Orlando’s eyes lock on the big-screen, surprised anyone could take his focus off the brash Young. The only one capable of doing as much is his age old nemesis, Christian Savior, standing on the docks of New York, his back facing the ocean.

Orlando: What is this!?! Who’s giving him a live feed? Tell the guys in the production truck to….

Savior: Don’t even think about touching that dial, Boss.

Orlando is forced to stop shouting at the camera crew at ringside to acknowledge the threats of the Rising Phoenix, who has successfully taken enough focus off of Rose to allow her to slip from the ring.

Christian: Otherwise, you might not find out what happens to this.

To everyone’s surprise, and to a near stroke from Orlando, the Evolution Championship belt is raised into the air.

Hurse: What the…? How’d he get hold of the Title?

Robin: And who’s shooting all this?

Things start to clear up when That Disco Ninja gyrates into view behind Christian’s back, and a pouting Katelyn takes up residency behind the Rising Phoenix as well.
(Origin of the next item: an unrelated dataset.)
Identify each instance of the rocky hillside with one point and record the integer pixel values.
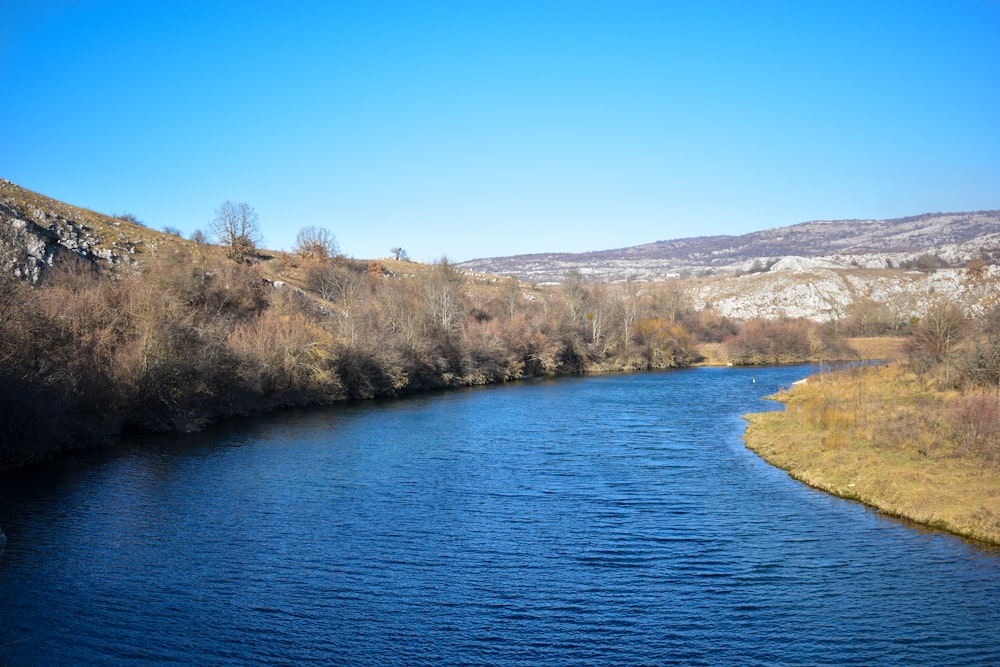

Christian: Lando….old friend….I think you’ve forgotten exactly who it is your fucking with here. You should know better by now than to try and one up me. I always have a plan B…C…D…you name it. And it just so happens that for a price, Disco here was willing to help me out. But Katelyn, she volunteered her services free of charge after the stunt you pulled on her earlier tonight. Oh, and our friend with the camera, you might just recognize him too…

The lens turns to bring into view the smirking face of Axl Evermore.

Axl: Hey, Orlando….guess who got out of the hospital.

Now it’s Cruze’s stomach that begins to twist and turn.

Savior: The four of us put together a little plan. A plan sure to make your day. As I understand it. This belt here, it’s your pride and joy right? Or more accurately, it’s the title you created to deflect attention from the fact that you REFUSE to turn over that World Heavyweight Title…

Orlando: You have no idea what your talking about…

Christian: But the time for using THIS belt as a smokescreen is over!

Orlando feels the urge to violently vomit as he watches Christian toss the Evolution Title through the air, ultimately plummeting into the turbulent waters off to the side of the dock. Christian smacks his palms together while turning back towards the camera operated by Evermore.

Savior: Looks to me, Lando, that you have no other option but to put the belt everyone REALLY wants their hands on, up for grabs in that tournament at Awakening. Oh….and by the way, sorry sweetheart…

A smiling Rose looks up from her knees at ringside.

Christian: I guess I just can’t let bygones be bygones after all.

The reception is deafening as the big screen cuts away, and all attention turns to the absolutely livid Orlando, storming throughout the ring and shouting words that would even make George Carlin blush. His roster having not only thrown his Evolution Title into the ocean, but also having thrown a major kink into his plot.